Tuesday, May 25, 2010

Arendt, Jaspers, Eichmann, and ex-post-facto law

            When one considers the Eichmann case, one is faced with the fact that Eichmann was being tried by a nation that didn't exist at the time he committed the "crimes" he was being charged with.  Beyond that, the laws defining those crimes were established by this nation that didn't exist (when he committed them) in 1950, at least five years after Eichmann committed them.  The trial itself commenced in 1961, at least 16 years after Eichmann committed them.
            On page 269 of Eichmann in Jerusalem, Arendt writes, "Jaspers proposed that the court in Jerusalem, after hearing the factual evidence, 'waive' the right to pass sentence, declaring itself 'incompetent' to do so, because the legal nature of the crime in question was still open to dispute, as was the subsequent question of who would be competent to pass sentence on a crime which had been committed on government orders.  Jaspers stated further that one thing alone was certain: 'This crime is both more and less than common murder,'  and though it was not a 'war crime,' either, there was no doubt that 'mankind would certainly be destroyed if states were permitted to perpetrate such crimes.'
            "Jaspers' proposal, which no one in Israel even bothered to discuss, would, in this form, presumably have been impracticable from a purely technical point of view.  The question of a court's jurisdiction must be decided before the trial begins; and once a court has been declared competent, it must also pass judgment.  However, these purely formalistic objections could easily have been met if Jaspers had called not upon the court, but rather upon the state of Israel to waive its right to carry out the sentence once it had been handed down, in view of the unprecedented nature of the court's findings.  Israel might then have had recourse to the United Nations and demonstrated, with all the evidence at hand, that the need for an international criminal court was imperative, in view of these new crimes committed against mankind as a whole."
            I like Jaspers' proposal, but Arendt writes that he was being unrealistic.  Not only did no international court exist, but the U.N. had twice rejected proposals to consider the establishment of one.  Beyond that, Arendt writes on page 271, ". . . for Israel the only unprecedented feature of the trial was that, for the first time (since the year 70, when Jerusalem was destroyed by the Romans), Jews were able to sit in judgment on crimes committed against their own people, that, for the first time, they did not need to appeal to others for protection and justice, or fall back upon the compromised phraseology of the rights of man -- rights which, as no one knew better than they, were claimed only by people who were too weak to defend their 'rights of Englishmen' and to enforce their own laws. (The very fact that Israel had her own law under which such a trial could be held had been called, long before the Eichmann trial, an expression of 'a revolutionary transformation that has taken place in the political position of the Jewish people' -- by Mr.

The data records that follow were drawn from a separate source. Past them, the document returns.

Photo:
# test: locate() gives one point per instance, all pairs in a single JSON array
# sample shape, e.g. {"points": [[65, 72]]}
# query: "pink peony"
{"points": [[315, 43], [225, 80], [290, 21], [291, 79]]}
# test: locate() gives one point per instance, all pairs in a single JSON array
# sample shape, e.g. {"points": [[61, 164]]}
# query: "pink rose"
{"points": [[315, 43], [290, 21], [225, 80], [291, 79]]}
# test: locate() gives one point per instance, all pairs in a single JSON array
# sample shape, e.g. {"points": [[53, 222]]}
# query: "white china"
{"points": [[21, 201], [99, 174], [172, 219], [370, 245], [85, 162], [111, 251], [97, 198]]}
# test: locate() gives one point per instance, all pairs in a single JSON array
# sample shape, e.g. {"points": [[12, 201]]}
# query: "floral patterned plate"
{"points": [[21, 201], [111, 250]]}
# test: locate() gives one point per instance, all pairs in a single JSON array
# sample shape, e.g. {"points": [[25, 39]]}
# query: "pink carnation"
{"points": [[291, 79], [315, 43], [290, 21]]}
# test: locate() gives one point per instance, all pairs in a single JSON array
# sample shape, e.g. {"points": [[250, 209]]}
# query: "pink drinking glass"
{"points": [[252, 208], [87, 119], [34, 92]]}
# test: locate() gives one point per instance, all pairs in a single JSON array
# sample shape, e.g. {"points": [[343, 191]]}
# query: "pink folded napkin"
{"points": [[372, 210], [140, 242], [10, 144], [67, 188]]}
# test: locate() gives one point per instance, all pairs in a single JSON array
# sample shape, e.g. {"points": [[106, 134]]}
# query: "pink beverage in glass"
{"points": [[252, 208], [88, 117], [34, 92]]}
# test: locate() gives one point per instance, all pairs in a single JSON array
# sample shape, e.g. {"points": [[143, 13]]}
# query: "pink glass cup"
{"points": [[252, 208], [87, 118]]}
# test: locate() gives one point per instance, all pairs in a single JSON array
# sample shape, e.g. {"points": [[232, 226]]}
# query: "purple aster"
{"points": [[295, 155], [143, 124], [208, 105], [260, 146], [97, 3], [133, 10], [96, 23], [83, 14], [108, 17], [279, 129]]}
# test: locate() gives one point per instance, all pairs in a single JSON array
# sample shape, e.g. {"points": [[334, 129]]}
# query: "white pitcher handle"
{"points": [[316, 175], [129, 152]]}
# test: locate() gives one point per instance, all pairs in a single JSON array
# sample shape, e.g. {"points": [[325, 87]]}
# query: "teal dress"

Rosen on the occasion of the First Reading of the Law of 1950 in the Knesset.)  It was against the background of these very vivid experiences and aspirations that Ben-Gurion said: 'Israel does not need the protection of an International Court.'"
            COMMENT:  I would like to agree with Jaspers.  He answers all of my objections, but from a pragmatic point of view (as Arendt tells us) his recommendations would not work.  Beyond that there was the emotion coloring those times, as exemplified by Arendt's description of Ben Gurion.  All of which may mean that I needn't worry about what went on during the Eichmann and Nuremberg trials setting a precedent (fraught with a labyrinth of difficulties) of "victor's justice" because the "crimes" committed by the Nazis were unique in modern human history.
            But as soon as I write that I recall similar crimes committed by modern-day Islamists: cutting off the heads of hapless captives, blowing up civilians, etc.  But perhaps we have laws in place to deal with these modern crimes -- as we moved from treating them as civil crimes during the Clinton Administration to "war crimes" during the Bush and Obama administrations. 
            And just as there are probably few worrying about whether Eichmann and the other Nazis received fair trials, there will be few who will worry about the fair trials of captured Islamists who committed similar crimes.